577 S.E.2d 67 | Ga. Ct. App. | 2003
In this case regarding a settlement and release for certain termite damage, Drue Anderson appeals the trial court’s grant of summary judgment to Astro Exterminating Services, Inc., contending that questions of fact remain whether Astro should be held responsible for damages occurring to the home after the signing of the settlement. For the reasons set forth below, we affirm.
Summary judgment is proper when there is no genuine issue of material fact and the movant is entitled to judgment as a matter of law. OCGA § 9-11-56 (c). A de novo standard of review applies to an appeal from a grant of summary judgment, and we view the evidence, and all reasonable conclusions and inferences drawn from it, in the light most favorable to the nonmovant.
Matjoulis v. Integon Gen. Ins. Corp.
Viewed in this light, the record shows that Astro treated Anderson’s home for termites in May 1990. Thereafter, Anderson’s home sustained serious termite damage, and on January 7, 1994, Anderson, Astro, and Zurich-American Insurance Company, Astro’s insurer, entered into a settlement agreement regarding the damages. In relevant part, the settlement agreement provides:
For and in consideration of payment to me/us the sum of. . . $20,000.00 . . . , I/we . . . have released and discharged . . . Astro Exterminating and Zurich-American Insurance Company . . . from any and all actions ... in any way growing out of . . . damage resulting or to result from an ■ occurrence . . . that happened ... [at Anderson’s home]. ... It is understood Zurich-American Insurance Company agrees $14,700.00 of the settlement was allotted*371 to repair the residence of. . . Anderson. Should additional repairs to the residence be needed as a result of the termite damage in question, Zurich-American Insurance Company agrees to pay the reasonable cost of those repairs to . . . Anderson.
(Emphasis supplied.)
On January 6, 2000, Anderson filed suit against both Astro and Zurich-American seeking compensation for additional repairs needed as a result of the termite damage. Based on the unambiguous language of the settlement agreement, Astro filed a motion for judgment on the pleadings, and the trial court treated the motion as one for summary judgment and granted it.

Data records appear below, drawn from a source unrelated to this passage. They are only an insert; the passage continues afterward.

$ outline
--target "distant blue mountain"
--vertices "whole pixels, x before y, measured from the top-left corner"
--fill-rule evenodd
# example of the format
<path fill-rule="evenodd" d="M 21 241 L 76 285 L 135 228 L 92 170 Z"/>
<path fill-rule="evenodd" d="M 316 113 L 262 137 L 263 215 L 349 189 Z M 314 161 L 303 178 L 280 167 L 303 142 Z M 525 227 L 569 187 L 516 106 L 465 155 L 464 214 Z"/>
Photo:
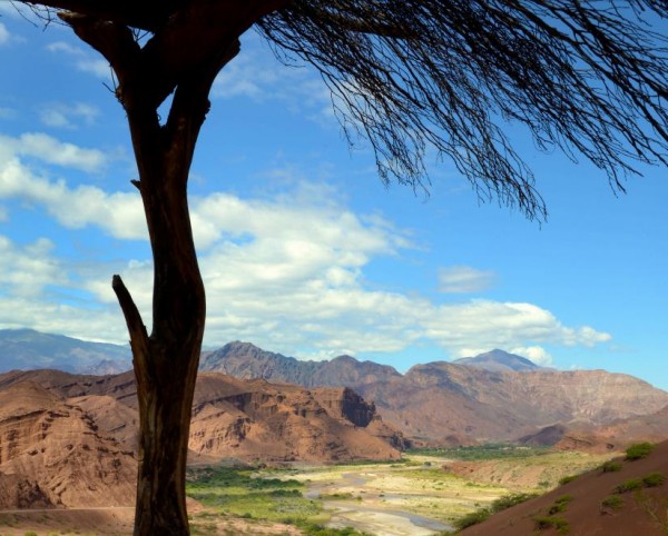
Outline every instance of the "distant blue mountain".
<path fill-rule="evenodd" d="M 475 357 L 463 357 L 452 361 L 454 365 L 464 365 L 466 367 L 477 367 L 491 373 L 527 373 L 532 370 L 546 370 L 546 367 L 540 367 L 525 357 L 508 351 L 494 349 L 480 354 Z"/>
<path fill-rule="evenodd" d="M 33 329 L 0 329 L 0 373 L 35 368 L 117 374 L 132 368 L 132 357 L 129 345 L 90 343 Z"/>

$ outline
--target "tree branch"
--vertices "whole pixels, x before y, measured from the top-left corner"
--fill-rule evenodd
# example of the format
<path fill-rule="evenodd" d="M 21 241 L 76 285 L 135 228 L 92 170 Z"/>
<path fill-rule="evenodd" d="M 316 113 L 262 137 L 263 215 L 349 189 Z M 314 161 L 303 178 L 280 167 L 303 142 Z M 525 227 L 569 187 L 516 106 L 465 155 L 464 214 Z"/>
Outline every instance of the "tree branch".
<path fill-rule="evenodd" d="M 119 275 L 115 275 L 112 277 L 111 288 L 116 294 L 116 298 L 118 299 L 118 304 L 120 305 L 120 309 L 122 310 L 122 315 L 128 326 L 128 332 L 130 334 L 130 346 L 132 347 L 135 374 L 140 378 L 146 378 L 149 366 L 147 361 L 148 356 L 150 356 L 146 326 L 144 325 L 139 309 L 137 309 L 129 290 L 122 282 L 122 279 Z"/>

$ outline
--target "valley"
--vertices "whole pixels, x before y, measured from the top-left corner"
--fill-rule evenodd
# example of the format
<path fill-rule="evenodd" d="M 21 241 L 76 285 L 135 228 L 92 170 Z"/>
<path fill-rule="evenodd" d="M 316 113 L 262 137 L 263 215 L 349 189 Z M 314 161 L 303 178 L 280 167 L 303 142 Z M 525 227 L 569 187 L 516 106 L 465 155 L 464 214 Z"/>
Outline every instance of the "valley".
<path fill-rule="evenodd" d="M 477 459 L 471 459 L 472 453 Z M 499 497 L 544 493 L 547 478 L 556 486 L 563 476 L 609 458 L 609 454 L 507 446 L 412 451 L 395 461 L 325 466 L 197 465 L 188 470 L 188 509 L 194 536 L 429 536 L 444 534 L 458 519 Z M 503 475 L 485 469 L 494 461 L 503 464 Z M 472 476 L 453 470 L 460 463 L 479 470 Z M 537 474 L 537 466 L 542 474 Z M 0 534 L 125 536 L 131 534 L 131 508 L 4 512 Z"/>
<path fill-rule="evenodd" d="M 0 357 L 14 359 L 0 365 L 28 363 L 48 345 L 51 365 L 76 356 L 78 374 L 0 371 L 0 535 L 129 535 L 134 374 L 95 374 L 100 354 L 26 331 L 0 336 Z M 668 393 L 631 376 L 559 371 L 502 350 L 400 374 L 351 356 L 299 361 L 230 343 L 203 356 L 193 401 L 193 534 L 444 535 L 493 510 L 464 534 L 530 535 L 567 486 L 588 497 L 569 506 L 573 525 L 615 527 L 601 504 L 622 474 L 641 486 L 651 476 L 641 505 L 613 498 L 642 534 L 660 534 L 648 512 L 658 515 L 668 487 L 667 411 Z M 600 469 L 640 441 L 659 444 L 662 457 L 615 461 L 620 475 Z M 523 532 L 513 517 L 497 522 L 499 505 L 532 495 L 513 507 Z"/>

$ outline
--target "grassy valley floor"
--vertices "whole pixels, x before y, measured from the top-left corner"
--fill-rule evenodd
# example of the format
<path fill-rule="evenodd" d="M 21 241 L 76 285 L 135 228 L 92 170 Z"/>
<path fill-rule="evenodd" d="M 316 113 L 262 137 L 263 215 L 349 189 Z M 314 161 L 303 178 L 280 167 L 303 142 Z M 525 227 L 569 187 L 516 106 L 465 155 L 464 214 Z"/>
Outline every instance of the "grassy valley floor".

The trial court’s action was proper. The contract in this case clearly and unambiguously states that Zurich-American, not Astro, agreed to pay the reasonable cost of any additional repairs needed. And, although Anderson attempts to imbue the language of the settlement agreement with ambiguity, his attempt is futile. “When the language of an agreement is plain and unambiguous, the court must afford its literal meaning, despite a party’s contention that he understood the contract to mean something else.” Sofran Peachtree City v. Peachtree City Holdings.
Judgment affirmed.
Matjoulis v. Integon Gen. Ins. Corp., 226 Ga. App. 459 (1) (486 SE2d 684) (1997).
Sofran Peachtree City v. Peachtree City Holdings, 250 Ga. App. 46, 50 (550 SE2d 429) (2001).